Vingt ans après sa dernière édition, le Gabon a lancé, ce vendredi 3 juillet, à Libreville, son Rapport national sur le développement humain (RNDH 2026), sous le thème «Jeunesse, employabilité, entrepreneuriat et développement humain». Élaboré par le ministère de la Planification avec l’appui du PNUD, il dresse un diagnostic approfondi des dynamiques sociales et économiques du pays, en plaçant la jeunesse, qui représente plus de 50% de la population, au cœur de la transformation du modèle de développement.
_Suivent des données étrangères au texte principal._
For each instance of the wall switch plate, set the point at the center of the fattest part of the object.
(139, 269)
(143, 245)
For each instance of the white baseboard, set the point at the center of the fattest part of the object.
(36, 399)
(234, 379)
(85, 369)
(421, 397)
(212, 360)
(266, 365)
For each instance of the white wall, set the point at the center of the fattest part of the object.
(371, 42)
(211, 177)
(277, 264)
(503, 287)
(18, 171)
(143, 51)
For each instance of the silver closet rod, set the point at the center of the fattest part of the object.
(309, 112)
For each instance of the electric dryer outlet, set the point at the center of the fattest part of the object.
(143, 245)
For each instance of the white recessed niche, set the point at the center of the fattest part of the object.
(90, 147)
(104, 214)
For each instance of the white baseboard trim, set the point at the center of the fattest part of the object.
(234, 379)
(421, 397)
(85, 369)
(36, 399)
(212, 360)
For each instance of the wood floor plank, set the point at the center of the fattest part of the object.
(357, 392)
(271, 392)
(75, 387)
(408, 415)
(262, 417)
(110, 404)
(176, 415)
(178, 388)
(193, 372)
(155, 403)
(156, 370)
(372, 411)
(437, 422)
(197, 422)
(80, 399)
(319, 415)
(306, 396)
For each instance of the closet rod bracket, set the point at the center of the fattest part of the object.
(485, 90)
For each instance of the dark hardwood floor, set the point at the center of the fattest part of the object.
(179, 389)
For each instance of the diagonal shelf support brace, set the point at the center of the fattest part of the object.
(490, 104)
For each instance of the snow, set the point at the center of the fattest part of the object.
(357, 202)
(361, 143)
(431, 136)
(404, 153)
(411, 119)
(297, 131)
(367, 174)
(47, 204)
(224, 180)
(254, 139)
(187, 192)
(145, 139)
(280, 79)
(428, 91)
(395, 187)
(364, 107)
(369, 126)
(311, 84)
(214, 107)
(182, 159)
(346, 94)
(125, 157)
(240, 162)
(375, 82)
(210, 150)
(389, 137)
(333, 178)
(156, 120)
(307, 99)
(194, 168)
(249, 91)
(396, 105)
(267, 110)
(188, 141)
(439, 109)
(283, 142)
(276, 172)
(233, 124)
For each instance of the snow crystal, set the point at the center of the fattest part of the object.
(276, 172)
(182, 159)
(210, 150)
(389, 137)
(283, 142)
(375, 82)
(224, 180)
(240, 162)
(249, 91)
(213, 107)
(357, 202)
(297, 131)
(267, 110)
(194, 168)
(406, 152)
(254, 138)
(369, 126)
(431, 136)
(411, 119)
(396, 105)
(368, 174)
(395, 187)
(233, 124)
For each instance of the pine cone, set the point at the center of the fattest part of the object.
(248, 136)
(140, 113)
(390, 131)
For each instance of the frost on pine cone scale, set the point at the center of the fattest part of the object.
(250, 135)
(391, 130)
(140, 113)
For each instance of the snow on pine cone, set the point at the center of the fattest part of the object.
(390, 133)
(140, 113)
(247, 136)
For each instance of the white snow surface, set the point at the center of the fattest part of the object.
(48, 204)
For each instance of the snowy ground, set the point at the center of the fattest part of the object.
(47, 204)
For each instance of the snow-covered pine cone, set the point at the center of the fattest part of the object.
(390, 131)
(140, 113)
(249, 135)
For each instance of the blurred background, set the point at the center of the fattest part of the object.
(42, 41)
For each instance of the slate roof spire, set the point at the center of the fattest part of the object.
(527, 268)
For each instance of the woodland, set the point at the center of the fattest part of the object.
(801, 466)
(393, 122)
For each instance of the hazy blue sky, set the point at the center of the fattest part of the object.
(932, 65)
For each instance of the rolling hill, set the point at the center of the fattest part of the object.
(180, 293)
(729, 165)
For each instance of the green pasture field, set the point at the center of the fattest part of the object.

Plusieurs indicateurs ressortent de ce rapport qui constitue, pour le vice-président du gouvernement, Hermann Immongault, «un outil de pilotage essentiel pour orienter nos politiques publiques vers plus d’efficacité et d’inclusion». 

Le vice-président de la République, Alexandre Barro Chambrier, le vice-président du gouvernement, Hermann Immongault, la ministre de la Planification, Louise Pierrette Mvono, présentant les exemplaires du RNDH 2026. © GabonReview

 

Sur le plan des indicateurs, les principaux enseignements de ce rapport, présenté ce vendredi 3 juillet, et élaboré par le ministère de la Planification et de la Prospective et l’appui du Programme des Nations Unies pour le développement (PNUD), révèlent un contraste saisissant. Avec un Indice de développement humain (IDH) de 0,733, le Gabon demeure le pays le mieux classé d’Afrique centrale et occupe le 108e rang mondial sur 193 pays, tandis que son IDH a progressé de 46 % entre 1990 et 2023. 

Sur la même période, le document indique que l’espérance de vie à la naissance a augmenté de 5,4 années, la durée moyenne de scolarisation de 5,2 années et la durée attendue de scolarisation de 1,4 année. En revanche, le revenu national brut par habitant a reculé de 31 % entre 1990 et 2022. Ce qui dévoile les fragilités économiques persistantes. Le rapport met surtout en exergue un paradoxe à savoir une jeunesse majoritaire, de plus en plus instruite, mais confrontée à un chômage élevé, à une inadéquation entre les formations et les besoins du marché du travail, ainsi qu’à de fortes disparités territoriales et de genre. «Le développement humain ne peut être pleinement atteint que si les investissements dans les capacités humaines se traduisent par davantage d’emplois, davantage de possibilités et davantage de prospérité partagée», a indiqué la représentante résidente du PNUD au Gabon, Rokya Ye-Dieng.

«L’entrepreneuriat ne doit pas être une solution de dernier recours, mais un véritable choix d’avenir»

Le rapport identifie plusieurs axes critiques, au premier rang desquels l’inadéquation entre les compétences issues du système éducatif, jugé trop généraliste, et les besoins réels du marché du travail. Ce déséquilibre alimente ce chômage des jeunes élevé, aggravé par ces fortes disparités territoriales et de genre qui touchent particulièrement les jeunes femmes et les populations hors des grands centres urbains. Face à la rareté de l’emploi salarié, l’entrepreneuriat s’impose comme une alternative, mais reste largement contraint par un accès limité au financement, un environnement réglementaire peu incitatif et des dispositifs d’accompagnement fragmentés. «L’entrepreneuriat ne doit pas être une solution de dernier recours, mais un véritable choix d’avenir», a plaidé Rokya Ye-Dieng, appelant à «un environnement plus favorable et une gouvernance qui facilite l’initiative privée».

«Vingt ans après le dernier rapport, il s’agit pour nous de mieux comprendre les dynamiques qui façonnent notre pays afin d’apporter des réponses plus adaptées aux attentes des populations», a fait savoir la ministre de la Planification, Louise Pierrette Mvono. Elle a ajouté que ce document vise à «renforcer l’efficacité de l’action publique». En filigrane, l’enseignement qui s’impose est que la jeunesse gabonaise n’est pas seulement un défi à relever, mais «une formidable opportunité à soutenir» ; condition essentielle pour bâtir un développement humain inclusif, durable et résolument tourné vers l’avenir.